I am Disgusted by my Polygamous Husband. What can I do? Q&A

Polygamists in prison

Polygamists in prison

Question: I have a very embarrassing question and I don’t have anybody to talk to. My husband took a second wife three months ago. I was very sad but I thought I could learn to cope. I am having good days and bad days but one thing is the same: I am disgusted by my husband and can’t allow him to touch me. Its not that I am angry, I always knew he could be polygamous. I am very sad, but some days it is better. But on no days can I stand the thought of being intimate with my husband. He washes carefully and he brush his teeth when I ask him as soon as he comes home from co. But it doesn’t matter. I still feel he is filthy and nasty and I can’t be with him. I cant decide this in my head. My husband is hurt and also angry and says I must change. So how can I change this? What can I do? I think I have forgiven him but it is not different.

Answer: I am so sorry. I understand your pain. My heart goes out to you. What you are feeling is quite normal. Don’t worry. It’s a healthy reaction. Being forced, or persuaded, to share a husband against your innermost wish, is abusive – a kind of rape. And the rape continues, every day as long as this coerced polygamy goes on. Sorry. That is the truth. That is why you are feeling defiled by your husband, that is why he seems filthy and dirty to you. He is a rapist. He is raping you physically, religiously, emotionally and mentally. Over and over again. So washing and brushing his teeth won’t change anything…

How did I get over being disgusted by my husband? Well, by becoming polygamous. Falling in love with Graham, having a fulfilling polygamous relationship myself, balanced the situation, gave me back my sense of self and made me feel clean again. After my husband became polygamous, I didn’t manage to be intimate with him again until I had entered and consummated my common law marriage with Graham. Is that an option? Otherwise, of course, one alternative is to leave your husband. You can’t stay with a man you find disgusting… Or you could offer your husband a choice between you and your co wife. This is only a possibility if you are able to let him go! Another option is to pray for the Stockholm syndrome to set in… 😦 Since this is not only degrading to yourself, but also giving license to every man out there to keep causing the same endless pain to other women – to me that is not an option.

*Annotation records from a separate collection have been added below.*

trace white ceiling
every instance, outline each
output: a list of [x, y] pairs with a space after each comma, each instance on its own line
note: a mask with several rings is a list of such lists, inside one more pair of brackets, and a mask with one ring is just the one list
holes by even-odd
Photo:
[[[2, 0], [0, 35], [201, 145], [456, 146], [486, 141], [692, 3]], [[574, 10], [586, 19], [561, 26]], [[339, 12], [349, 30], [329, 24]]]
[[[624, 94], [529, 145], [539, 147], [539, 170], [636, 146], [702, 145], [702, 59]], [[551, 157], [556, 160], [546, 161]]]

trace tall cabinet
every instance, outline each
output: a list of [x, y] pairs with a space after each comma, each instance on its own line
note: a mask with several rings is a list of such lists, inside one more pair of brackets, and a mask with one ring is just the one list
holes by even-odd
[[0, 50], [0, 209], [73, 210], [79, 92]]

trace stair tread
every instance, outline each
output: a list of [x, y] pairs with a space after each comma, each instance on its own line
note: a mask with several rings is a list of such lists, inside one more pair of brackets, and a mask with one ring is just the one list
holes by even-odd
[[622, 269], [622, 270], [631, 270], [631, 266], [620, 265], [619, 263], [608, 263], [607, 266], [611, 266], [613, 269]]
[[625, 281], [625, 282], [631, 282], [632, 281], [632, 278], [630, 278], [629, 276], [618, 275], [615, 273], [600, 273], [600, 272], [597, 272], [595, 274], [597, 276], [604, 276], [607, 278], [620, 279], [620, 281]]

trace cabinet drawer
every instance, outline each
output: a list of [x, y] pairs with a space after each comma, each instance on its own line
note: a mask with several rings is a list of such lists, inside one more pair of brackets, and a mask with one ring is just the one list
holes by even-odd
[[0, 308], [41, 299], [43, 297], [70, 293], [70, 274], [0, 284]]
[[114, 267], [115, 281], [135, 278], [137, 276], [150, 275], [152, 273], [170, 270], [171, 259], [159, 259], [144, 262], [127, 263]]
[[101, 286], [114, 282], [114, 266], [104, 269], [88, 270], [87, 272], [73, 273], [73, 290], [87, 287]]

So, my best advice is: Let him know he has to choose between you and polygamy – and be prepared to act on this ultimatum!

 

Best of luck!

5 thoughts on “I am Disgusted by my Polygamous Husband. What can I do? Q&A

  1. Hello and welcome! Yes, of course he knows. I told him about my marriage to Graham as soon as it was completed. I am not having an affair. I am living polyandry with two husbands.

  2. I believe that if you are disgusted by your husband you must ask for a divorce. A married woman has a right to sex and to be able to enjoy sex with her husband. I f he disgusts you, you are not getting your rights and a sharia court will grant you a divorce. I think that is best. Good wishes

  3. As salamu alaikum

    I am curious, did you talk about possible consequenses before his second mariage? I myself have felt great fear of just what you describe. The thought of him intimate with another woman makes me physically ill. It is sooooo disgusting. I have said to husband that I will vomit if he tries to touch me again afterwards and he says the feeling will stop mwhen I see that he is still exactly the same. Dont think so. So please sister, tell me how you solved this problem?

  4. There is another option, another way to work around this problem. You get competitive. “Anything she can do I can do better”. Granted, it’s a mindfuck, it’s degrading, but the situation these husbands put their wives into is inherently degrading anyway and at least from a religious standpoint we’re mindfucked into accepting it anyway, so may as well be in for a pound, right? 😦 aided and abetted by likewise wives in polygyny advising me to make the most of our time, go all out wear lingerie, perfume, makeup. Do the whole seduction scene. Get my freak on in all sorts of new and creative ways.

    I caught a bad case of Stockholm Syndrome during the onset of polygyny, at least until I woke up and got a grip on myself. But at the same time I got extremely competitive in many ways, including the bedroom. I was territorial as hell and determined to leave my “mark” on my husband, figuratively AND literally 😛 I took the advice I was given and went out of my way to wear his ass out, though my intent was also so he’d have nothing left when he went back to #2. Of course that didn’t work like I hoped but I kept trying. After awhile, when contempt for him re-rose to the surface and #2 was pulling her crazy out at me and the husband was making stupid excuses for her, the whole sex thing went out the window. I had to grit my teeth just to get through the act. He could hump her 24/7 for all I cared at that point.